Antony’s speech is seared into the mind by the version crafted by William Shakespeare in his tragedy Julius Caesar. So, while being among the best-known speeches in the English language, it is even more moot than Pericles’ speech that what we have even approximates what Antony said that day in Rome in 44 BCE. What Shakespeare did was to take three sources, the Greek biographer Plutarch’s Lives of Caesar, Marcus Brutus and Antony, and to give words to what Plutarch describes and hints at. It is brilliant extrapolation, and it enables Shakespeare to show Antony working up popular sentiment against Brutus. A few examples will suffice.
“He was my friend, faithful and just to me.
But Brutus says he was ambitious,
And Brutus is an honourable man…
“When that the poor have cried, Caesar hath wept.
Ambition should be made of sterner stuff.
Yet Brutus says he was ambitious,
And Brutus is an honourable man…
“I speak not to disprove what Brutus spoke,
But here I am to speak what I do know.”
Earl Spencer’s speech delivered a grievous blow to the Windsors, Diana’s in-laws. Although it is true, as The Guardian newspaper’s report of the day said, that “his address contained elements of disingenuousness bordering on mendacity”, it is equally true that “this was a brilliantly crafted oration”. (The Guardian, 8 September 1997) Here is a sampling.
“I don’t think she ever understood why her genuinely good intentions were sneered at by the media, why there appeared to be a permanent quest on their behalf to bring her down. It is baffling.
“My own and only explanation is that genuine goodness is threatening to those at the opposite end of the moral spectrum. It is a point to remember that of all the ironies about Diana, perhaps the greatest was this: a girl given the name of the ancient goddess of hunting was, in the end, the most hunted person of the modern age.”
Spencer directly addressed Diana and the young princes William and Harry, on behalf of the Spencer family (“your blood family”). What he said has come partly to fruition, with the departure of Harry and his wife Meghan from the bosom of the Windsors and from royal duties.
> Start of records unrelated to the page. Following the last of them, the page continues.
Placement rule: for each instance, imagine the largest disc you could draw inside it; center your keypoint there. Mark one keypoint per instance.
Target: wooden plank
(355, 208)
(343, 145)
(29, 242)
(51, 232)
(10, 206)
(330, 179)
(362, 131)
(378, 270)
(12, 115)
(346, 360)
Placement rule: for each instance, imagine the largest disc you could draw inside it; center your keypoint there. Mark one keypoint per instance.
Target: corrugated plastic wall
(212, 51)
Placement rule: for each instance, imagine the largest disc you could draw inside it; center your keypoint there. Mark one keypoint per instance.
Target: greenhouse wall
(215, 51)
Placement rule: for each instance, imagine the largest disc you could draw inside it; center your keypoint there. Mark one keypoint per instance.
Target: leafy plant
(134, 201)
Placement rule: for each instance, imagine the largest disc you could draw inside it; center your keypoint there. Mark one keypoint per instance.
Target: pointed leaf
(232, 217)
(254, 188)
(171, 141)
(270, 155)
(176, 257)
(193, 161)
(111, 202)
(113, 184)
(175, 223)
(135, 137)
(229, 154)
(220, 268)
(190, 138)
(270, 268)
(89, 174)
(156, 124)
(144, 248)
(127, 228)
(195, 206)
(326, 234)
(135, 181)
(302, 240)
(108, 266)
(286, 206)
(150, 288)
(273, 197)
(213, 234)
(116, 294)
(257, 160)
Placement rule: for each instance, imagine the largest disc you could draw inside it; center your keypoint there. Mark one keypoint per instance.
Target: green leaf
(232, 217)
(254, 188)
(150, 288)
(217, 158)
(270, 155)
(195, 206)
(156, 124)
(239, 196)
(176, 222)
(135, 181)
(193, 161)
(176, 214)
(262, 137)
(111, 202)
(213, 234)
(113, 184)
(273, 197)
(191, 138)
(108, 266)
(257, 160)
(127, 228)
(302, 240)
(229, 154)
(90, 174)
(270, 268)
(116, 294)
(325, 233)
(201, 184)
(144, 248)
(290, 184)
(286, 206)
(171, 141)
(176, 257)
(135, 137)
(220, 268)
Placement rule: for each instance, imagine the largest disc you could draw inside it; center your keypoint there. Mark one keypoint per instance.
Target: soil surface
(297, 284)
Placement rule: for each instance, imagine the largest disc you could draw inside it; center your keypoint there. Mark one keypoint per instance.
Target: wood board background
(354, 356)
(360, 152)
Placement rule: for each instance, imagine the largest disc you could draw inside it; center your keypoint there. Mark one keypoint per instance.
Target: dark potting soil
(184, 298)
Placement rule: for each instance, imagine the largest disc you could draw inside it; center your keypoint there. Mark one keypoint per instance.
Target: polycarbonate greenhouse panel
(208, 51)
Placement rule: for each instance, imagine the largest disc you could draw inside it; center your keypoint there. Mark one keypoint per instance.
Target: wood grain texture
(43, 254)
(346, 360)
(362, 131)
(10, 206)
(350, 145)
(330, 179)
“And beyond that, on behalf of your mother and sisters, I pledge that we, your blood family, will do all we can to continue the imaginative and loving way in which you were steering these two exceptional young men, so that their souls are not simply immersed by duty and tradition, but can sing openly as you planned.”
‘He died beloved’
A significant birth, rather than a death, will be celebrated on 28 November 2020: the bicentenary of the birth of Friedrich Engels. It was to Engels that the funeral oration for Karl Marx fell, on 17 March 1883. The two had first met in Paris in August 1844.
At Highgate Cemetery in London on that late winter’s day, Engels spoke to 10 – yes, 10 – fellow mourners. Much of what he said seemed unlikely and implausible but over the course of the next 137 years has proved true.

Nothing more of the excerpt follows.